Un esempio concreto: la casa editrice e il distaccato a Milano
Per comprendere la portata della pronuncia, si consideri il caso di una casa editrice in crisi finanziaria che ha aperto una procedura di CIGS per i dipendenti della sede centrale di Roma. Uno di questi impiegati era distaccato a Milano per un progetto commerciale. L’Inps aveva contestato l’accredito dei contributi figurativi maturati durante i mesi di cassa integrazione, sostenendo che il lavoratore non operasse nella sede romana. La Corte ha respinto questa contestazione, confermando che il distaccato gode del pieno diritto alla copertura previdenziale e che l’azienda editrice ha il potere di includerlo nel piano di CIGS, garantendogli la continuità della carriera contributiva verso la pensione.

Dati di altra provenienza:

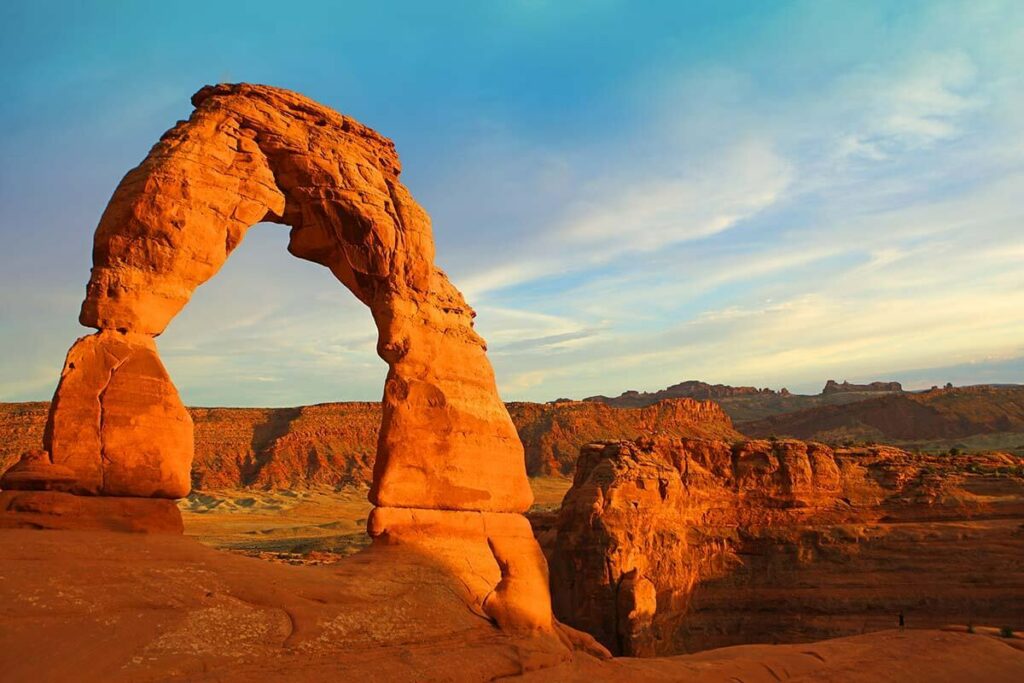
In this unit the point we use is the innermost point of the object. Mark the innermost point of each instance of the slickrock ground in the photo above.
(310, 526)
(90, 606)
(668, 546)
(335, 444)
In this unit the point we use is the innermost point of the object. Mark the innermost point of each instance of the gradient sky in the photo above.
(630, 194)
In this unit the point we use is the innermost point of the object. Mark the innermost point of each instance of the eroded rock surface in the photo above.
(251, 154)
(667, 546)
(335, 444)
(117, 421)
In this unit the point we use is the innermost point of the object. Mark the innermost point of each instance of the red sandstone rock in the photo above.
(55, 510)
(334, 444)
(117, 422)
(779, 541)
(35, 471)
(250, 154)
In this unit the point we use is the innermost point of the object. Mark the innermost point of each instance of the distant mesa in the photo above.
(687, 389)
(449, 476)
(832, 386)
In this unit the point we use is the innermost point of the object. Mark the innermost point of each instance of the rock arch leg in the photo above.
(450, 476)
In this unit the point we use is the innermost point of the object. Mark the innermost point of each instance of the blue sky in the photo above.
(630, 194)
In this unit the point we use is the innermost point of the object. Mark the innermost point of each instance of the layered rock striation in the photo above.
(667, 546)
(334, 444)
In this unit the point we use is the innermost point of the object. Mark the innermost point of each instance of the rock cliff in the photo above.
(666, 546)
(333, 444)
(939, 415)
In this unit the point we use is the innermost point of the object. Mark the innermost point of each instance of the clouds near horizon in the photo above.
(771, 198)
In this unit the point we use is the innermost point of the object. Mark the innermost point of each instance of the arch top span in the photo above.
(251, 154)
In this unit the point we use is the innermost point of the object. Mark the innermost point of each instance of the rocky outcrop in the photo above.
(117, 422)
(159, 608)
(59, 511)
(665, 546)
(449, 478)
(553, 433)
(832, 386)
(251, 154)
(334, 444)
(688, 389)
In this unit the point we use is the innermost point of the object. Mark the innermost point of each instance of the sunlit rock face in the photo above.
(251, 154)
(450, 476)
(666, 546)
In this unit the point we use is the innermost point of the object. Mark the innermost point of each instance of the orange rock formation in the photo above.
(250, 154)
(667, 546)
(334, 444)
(449, 478)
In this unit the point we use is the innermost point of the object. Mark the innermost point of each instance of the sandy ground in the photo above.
(90, 606)
(314, 526)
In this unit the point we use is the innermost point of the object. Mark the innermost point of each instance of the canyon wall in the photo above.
(667, 546)
(334, 444)
(939, 415)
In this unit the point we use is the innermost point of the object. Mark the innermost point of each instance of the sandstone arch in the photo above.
(251, 154)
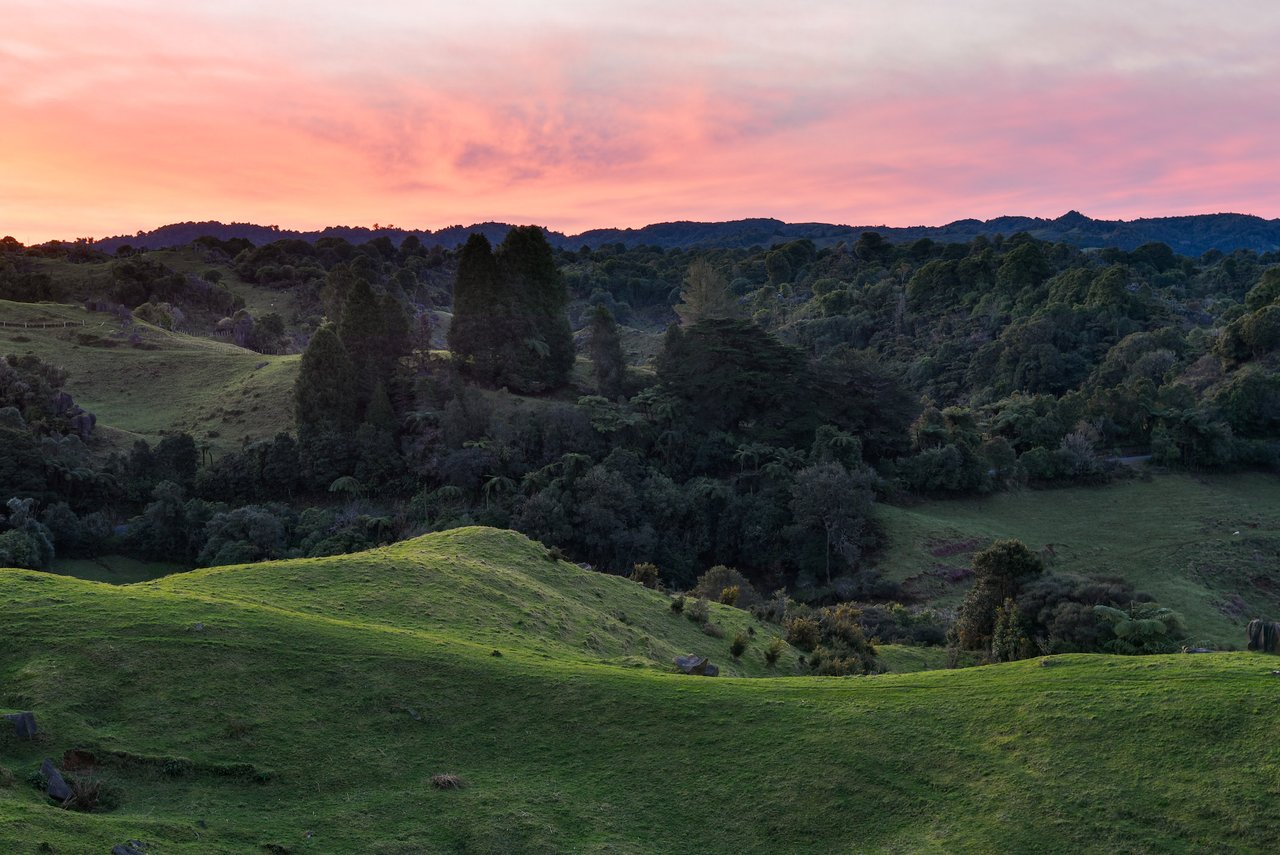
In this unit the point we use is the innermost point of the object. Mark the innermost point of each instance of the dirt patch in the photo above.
(954, 548)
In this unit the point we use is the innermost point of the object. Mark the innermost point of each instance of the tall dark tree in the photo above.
(483, 312)
(510, 324)
(1000, 571)
(526, 261)
(361, 332)
(606, 350)
(325, 389)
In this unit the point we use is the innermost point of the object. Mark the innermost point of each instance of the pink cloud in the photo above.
(584, 118)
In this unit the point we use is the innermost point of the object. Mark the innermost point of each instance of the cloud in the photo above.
(123, 115)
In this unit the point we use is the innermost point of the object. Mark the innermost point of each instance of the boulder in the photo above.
(56, 786)
(129, 847)
(695, 664)
(23, 725)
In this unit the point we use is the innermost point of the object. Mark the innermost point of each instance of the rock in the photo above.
(695, 664)
(23, 725)
(56, 787)
(129, 847)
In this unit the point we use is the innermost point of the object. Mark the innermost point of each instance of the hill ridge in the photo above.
(1188, 234)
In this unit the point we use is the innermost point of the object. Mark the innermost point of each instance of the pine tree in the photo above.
(481, 312)
(510, 324)
(360, 330)
(325, 389)
(528, 263)
(705, 295)
(606, 351)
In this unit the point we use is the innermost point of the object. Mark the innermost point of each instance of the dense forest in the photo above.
(722, 420)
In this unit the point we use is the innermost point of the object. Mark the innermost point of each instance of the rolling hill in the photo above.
(1205, 545)
(305, 705)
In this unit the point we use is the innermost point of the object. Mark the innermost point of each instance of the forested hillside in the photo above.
(743, 411)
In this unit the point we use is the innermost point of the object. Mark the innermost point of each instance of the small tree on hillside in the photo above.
(1000, 572)
(705, 295)
(828, 498)
(606, 352)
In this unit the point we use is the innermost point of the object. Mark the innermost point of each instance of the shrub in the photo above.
(803, 632)
(447, 782)
(647, 575)
(773, 652)
(826, 663)
(91, 794)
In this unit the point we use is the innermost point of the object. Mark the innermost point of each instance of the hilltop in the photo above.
(302, 707)
(1192, 234)
(145, 382)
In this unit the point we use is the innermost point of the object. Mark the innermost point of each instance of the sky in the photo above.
(118, 115)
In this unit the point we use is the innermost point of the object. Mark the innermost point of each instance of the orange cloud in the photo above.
(304, 115)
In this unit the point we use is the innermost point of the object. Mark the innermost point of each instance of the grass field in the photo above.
(1206, 545)
(315, 700)
(167, 383)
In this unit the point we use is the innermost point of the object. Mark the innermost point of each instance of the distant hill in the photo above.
(1189, 236)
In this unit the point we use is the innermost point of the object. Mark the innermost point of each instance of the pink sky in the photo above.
(127, 114)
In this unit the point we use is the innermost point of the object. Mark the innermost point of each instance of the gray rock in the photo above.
(23, 725)
(58, 789)
(695, 664)
(131, 847)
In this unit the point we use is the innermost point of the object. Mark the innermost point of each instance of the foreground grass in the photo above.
(1205, 545)
(339, 717)
(165, 383)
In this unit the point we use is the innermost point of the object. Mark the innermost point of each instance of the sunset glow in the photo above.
(124, 115)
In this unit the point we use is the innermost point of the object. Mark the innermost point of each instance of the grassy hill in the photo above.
(1202, 544)
(304, 707)
(163, 382)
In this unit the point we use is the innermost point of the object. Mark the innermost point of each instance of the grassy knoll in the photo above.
(164, 382)
(1203, 544)
(115, 570)
(287, 723)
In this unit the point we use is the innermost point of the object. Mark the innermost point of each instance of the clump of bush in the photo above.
(447, 782)
(647, 575)
(716, 583)
(773, 652)
(835, 640)
(90, 794)
(803, 632)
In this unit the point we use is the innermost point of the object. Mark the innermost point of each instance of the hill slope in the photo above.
(292, 725)
(160, 382)
(1202, 544)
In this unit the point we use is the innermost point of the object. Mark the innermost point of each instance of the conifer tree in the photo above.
(606, 351)
(481, 309)
(526, 261)
(325, 389)
(705, 295)
(360, 329)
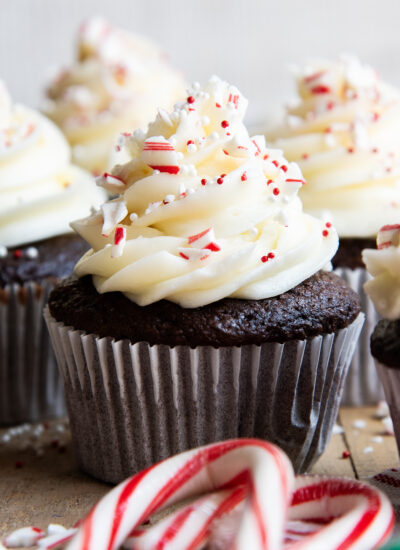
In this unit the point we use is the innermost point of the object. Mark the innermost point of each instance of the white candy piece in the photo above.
(26, 536)
(113, 213)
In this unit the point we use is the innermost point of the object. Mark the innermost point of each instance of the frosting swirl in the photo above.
(118, 81)
(344, 134)
(384, 266)
(40, 190)
(204, 211)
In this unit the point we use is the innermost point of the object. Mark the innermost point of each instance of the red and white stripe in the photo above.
(260, 467)
(160, 154)
(205, 240)
(388, 235)
(119, 242)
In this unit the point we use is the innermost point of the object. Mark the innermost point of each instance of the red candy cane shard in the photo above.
(160, 154)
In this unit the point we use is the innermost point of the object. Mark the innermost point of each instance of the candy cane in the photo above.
(263, 468)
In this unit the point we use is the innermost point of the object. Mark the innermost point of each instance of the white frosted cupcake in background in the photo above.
(117, 82)
(344, 132)
(40, 192)
(384, 290)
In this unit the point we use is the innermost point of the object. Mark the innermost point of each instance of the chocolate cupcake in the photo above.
(384, 290)
(40, 191)
(343, 132)
(117, 82)
(202, 311)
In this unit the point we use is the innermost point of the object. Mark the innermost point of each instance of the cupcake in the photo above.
(344, 134)
(384, 290)
(202, 311)
(40, 191)
(117, 82)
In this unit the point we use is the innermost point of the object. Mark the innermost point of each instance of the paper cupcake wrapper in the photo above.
(30, 384)
(131, 405)
(362, 385)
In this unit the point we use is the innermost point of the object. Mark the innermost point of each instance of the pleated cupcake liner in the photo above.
(30, 384)
(131, 405)
(362, 385)
(390, 378)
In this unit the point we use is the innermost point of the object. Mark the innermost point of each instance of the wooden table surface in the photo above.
(38, 490)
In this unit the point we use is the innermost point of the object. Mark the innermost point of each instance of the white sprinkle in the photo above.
(359, 424)
(337, 429)
(253, 231)
(168, 199)
(387, 422)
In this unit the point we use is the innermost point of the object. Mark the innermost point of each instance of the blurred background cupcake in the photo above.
(40, 192)
(202, 311)
(344, 132)
(118, 81)
(384, 290)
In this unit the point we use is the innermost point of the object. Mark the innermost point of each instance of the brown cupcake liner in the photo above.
(131, 405)
(30, 384)
(362, 385)
(390, 378)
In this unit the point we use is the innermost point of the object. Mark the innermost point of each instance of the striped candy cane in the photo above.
(261, 467)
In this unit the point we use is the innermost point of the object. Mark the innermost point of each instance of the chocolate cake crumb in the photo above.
(385, 342)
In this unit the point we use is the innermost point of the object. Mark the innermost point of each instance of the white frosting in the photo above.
(116, 84)
(209, 211)
(384, 266)
(344, 132)
(40, 191)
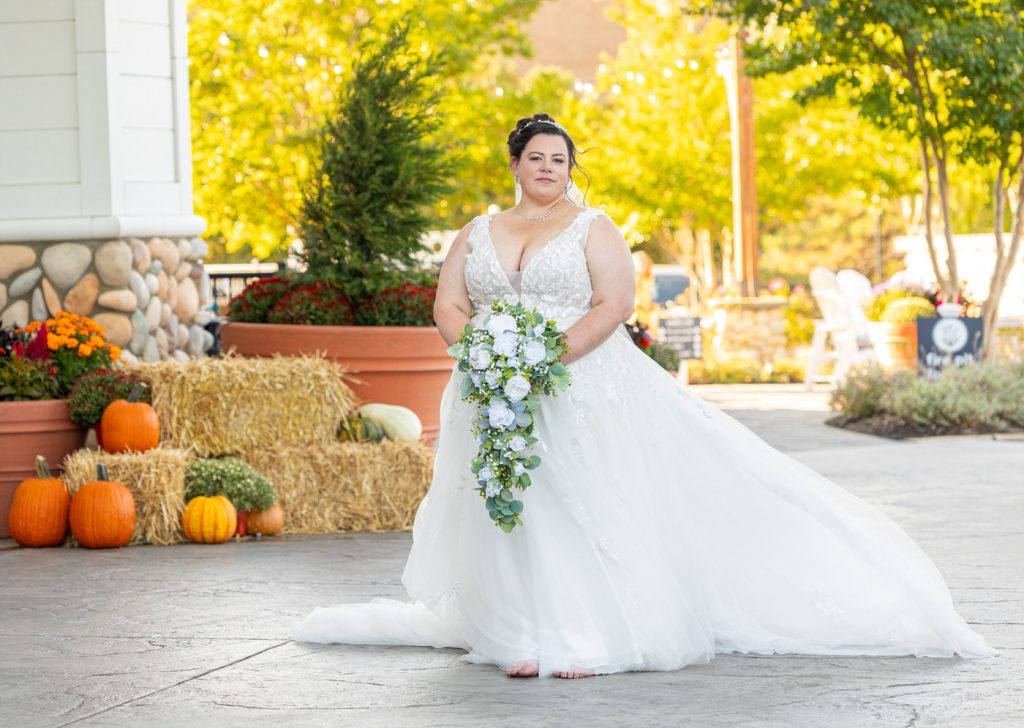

La sentenza rappresenta un importante chiarimento per i lavoratori in distacco e per le aziende che devono gestire le procedure di ammortizzatori sociali. La Corte ha ribadito che la dislocazione territoriale non è un ostacolo per l’accesso alla CIGS e per la conservazione dei contributi figurativi, confermando il diritto del dipendente a una pensione equa e pienamente riconosciuta. La decisione ha anche chiarito che l’assenza fisica del lavoratore dall’unità produttiva colpita dalla crisi al momento della presentazione della domanda amministrativa non costituisce un ostacolo giuridico. La contribuzione figurativa maturata durante i mesi di sospensione conserva piena validità legale ai fini del calcolo dell’anzianità pensionistica. L’Inps non può disconoscere d’imperio tali accrediti, anche se il lavoratore era in distacco presso un’altra azienda.